In practice the spoke arm front faces may be angled relative to a radial plane at between 3xc2x0 and 10xc2x0.
In a further preferred embodiment, at least over said predetermined radial distance, said spoke arm front faces are planar. This planar construction greatly facilitates the ability to affix replaceable screening coatings to the front faces of the spoke arms. Once again this planar spoke arm front face feature is preferably, though not necessarily, used with any one or a combination of the aforementioned features.
Conveniently, each said wafer support element front face is adapted to mount a semiconductor wafer thereon in a wafer mounting plane facing towards said wheel axis. This arrangement ensures that centrifugal force will assist in retaining the semiconductor wafer in position on the wafer support element during rotation of the scan wheel.
The aforementioned predetermined radial distance inwards along each spoke arm from an innermost edge of the respective wafer support element is preferably greater than about 50 mm. The important criterion is for this distance to be greater than the beam dimension in this direction so that the spoke arms have the described characteristics everywhere that the ion beam is likely to impinge along the radial length of the spoke arms. A typical ion beam width in the radial direction of the spoke arm is 50 mm. In practice, the predetermined radial distance along the spoke arms may be between 70 and 110 mm.

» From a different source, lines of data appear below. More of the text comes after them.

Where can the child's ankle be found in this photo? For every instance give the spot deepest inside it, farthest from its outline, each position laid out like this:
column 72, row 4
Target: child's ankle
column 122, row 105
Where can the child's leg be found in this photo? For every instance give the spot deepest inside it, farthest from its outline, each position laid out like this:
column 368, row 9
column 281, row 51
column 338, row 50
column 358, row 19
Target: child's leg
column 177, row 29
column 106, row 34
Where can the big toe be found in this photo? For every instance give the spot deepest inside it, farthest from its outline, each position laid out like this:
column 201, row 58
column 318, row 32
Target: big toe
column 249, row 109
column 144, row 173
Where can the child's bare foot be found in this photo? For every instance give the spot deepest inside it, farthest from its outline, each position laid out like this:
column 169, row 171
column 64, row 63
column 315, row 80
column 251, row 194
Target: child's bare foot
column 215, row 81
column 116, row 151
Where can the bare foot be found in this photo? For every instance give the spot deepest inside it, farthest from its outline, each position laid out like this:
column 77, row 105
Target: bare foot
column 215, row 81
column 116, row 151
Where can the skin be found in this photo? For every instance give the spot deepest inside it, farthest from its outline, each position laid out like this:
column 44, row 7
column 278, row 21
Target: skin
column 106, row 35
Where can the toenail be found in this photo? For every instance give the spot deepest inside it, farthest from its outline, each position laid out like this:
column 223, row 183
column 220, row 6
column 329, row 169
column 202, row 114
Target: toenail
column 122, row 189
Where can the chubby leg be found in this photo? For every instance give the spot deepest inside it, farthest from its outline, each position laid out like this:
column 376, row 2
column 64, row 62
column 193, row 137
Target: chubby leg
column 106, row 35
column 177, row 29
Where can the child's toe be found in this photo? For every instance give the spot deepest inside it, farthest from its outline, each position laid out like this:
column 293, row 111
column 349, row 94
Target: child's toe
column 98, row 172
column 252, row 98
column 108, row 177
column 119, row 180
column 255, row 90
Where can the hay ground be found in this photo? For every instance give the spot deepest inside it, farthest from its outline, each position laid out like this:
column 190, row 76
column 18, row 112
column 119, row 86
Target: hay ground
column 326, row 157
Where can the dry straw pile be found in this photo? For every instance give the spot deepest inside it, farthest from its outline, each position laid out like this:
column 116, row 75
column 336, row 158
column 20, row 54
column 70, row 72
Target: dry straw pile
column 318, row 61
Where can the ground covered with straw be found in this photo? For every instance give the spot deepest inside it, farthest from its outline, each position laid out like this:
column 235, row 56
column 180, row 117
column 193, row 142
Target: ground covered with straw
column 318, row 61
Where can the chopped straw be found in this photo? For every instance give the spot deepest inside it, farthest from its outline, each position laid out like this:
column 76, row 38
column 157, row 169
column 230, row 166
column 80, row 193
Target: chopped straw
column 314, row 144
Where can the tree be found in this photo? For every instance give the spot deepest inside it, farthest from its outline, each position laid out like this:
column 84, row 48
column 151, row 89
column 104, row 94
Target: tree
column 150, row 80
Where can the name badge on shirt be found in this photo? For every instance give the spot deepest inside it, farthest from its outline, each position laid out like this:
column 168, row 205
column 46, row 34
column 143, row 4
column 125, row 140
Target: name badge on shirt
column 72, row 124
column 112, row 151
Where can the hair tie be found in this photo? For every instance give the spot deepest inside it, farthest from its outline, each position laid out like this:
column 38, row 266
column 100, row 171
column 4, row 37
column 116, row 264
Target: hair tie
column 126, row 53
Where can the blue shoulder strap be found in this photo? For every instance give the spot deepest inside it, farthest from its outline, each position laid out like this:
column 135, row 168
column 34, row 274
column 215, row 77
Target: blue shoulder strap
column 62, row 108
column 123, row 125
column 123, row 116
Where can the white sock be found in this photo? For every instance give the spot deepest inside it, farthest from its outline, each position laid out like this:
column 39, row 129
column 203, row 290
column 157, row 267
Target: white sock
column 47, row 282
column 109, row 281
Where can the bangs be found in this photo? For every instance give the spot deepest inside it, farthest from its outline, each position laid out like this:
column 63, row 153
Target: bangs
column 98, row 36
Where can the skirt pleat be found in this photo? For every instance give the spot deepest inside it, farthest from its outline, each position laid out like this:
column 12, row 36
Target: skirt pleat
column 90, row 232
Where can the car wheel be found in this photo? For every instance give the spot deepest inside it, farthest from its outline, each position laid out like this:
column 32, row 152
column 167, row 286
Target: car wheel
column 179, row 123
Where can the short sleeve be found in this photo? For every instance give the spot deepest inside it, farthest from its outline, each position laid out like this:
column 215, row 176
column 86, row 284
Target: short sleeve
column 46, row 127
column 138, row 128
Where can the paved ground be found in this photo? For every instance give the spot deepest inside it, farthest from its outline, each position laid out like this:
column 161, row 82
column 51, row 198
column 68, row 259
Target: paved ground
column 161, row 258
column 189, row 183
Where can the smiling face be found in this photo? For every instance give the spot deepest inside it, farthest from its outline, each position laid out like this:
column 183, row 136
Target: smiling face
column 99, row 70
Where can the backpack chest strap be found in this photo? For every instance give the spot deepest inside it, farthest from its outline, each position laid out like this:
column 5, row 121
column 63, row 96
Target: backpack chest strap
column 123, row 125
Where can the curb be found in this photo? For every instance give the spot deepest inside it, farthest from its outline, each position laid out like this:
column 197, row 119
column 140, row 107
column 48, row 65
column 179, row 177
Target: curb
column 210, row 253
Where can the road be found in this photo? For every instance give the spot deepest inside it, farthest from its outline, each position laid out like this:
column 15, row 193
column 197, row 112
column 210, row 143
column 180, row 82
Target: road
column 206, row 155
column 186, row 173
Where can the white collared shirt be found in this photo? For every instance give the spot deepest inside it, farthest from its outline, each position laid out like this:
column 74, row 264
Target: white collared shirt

In a further preferred embodiment, each said wafer support element front face has a radially innermost edge and said spoke arm front face has a portion immediately radially inside said innermost edge of the respective wafer support element front face which is spaced at least 1 cm behind said innermost edge in the direction of said axis.
This feature also assists in reducing the likelihood of contamination of the semiconductor wafers due to materials sputtered from the spoke arms during processing. Preferably the spacing is as great as possible and in one example about 1.5 cms.
This spacing feature may also be used independently but preferably in addition to one or more of the previously described features.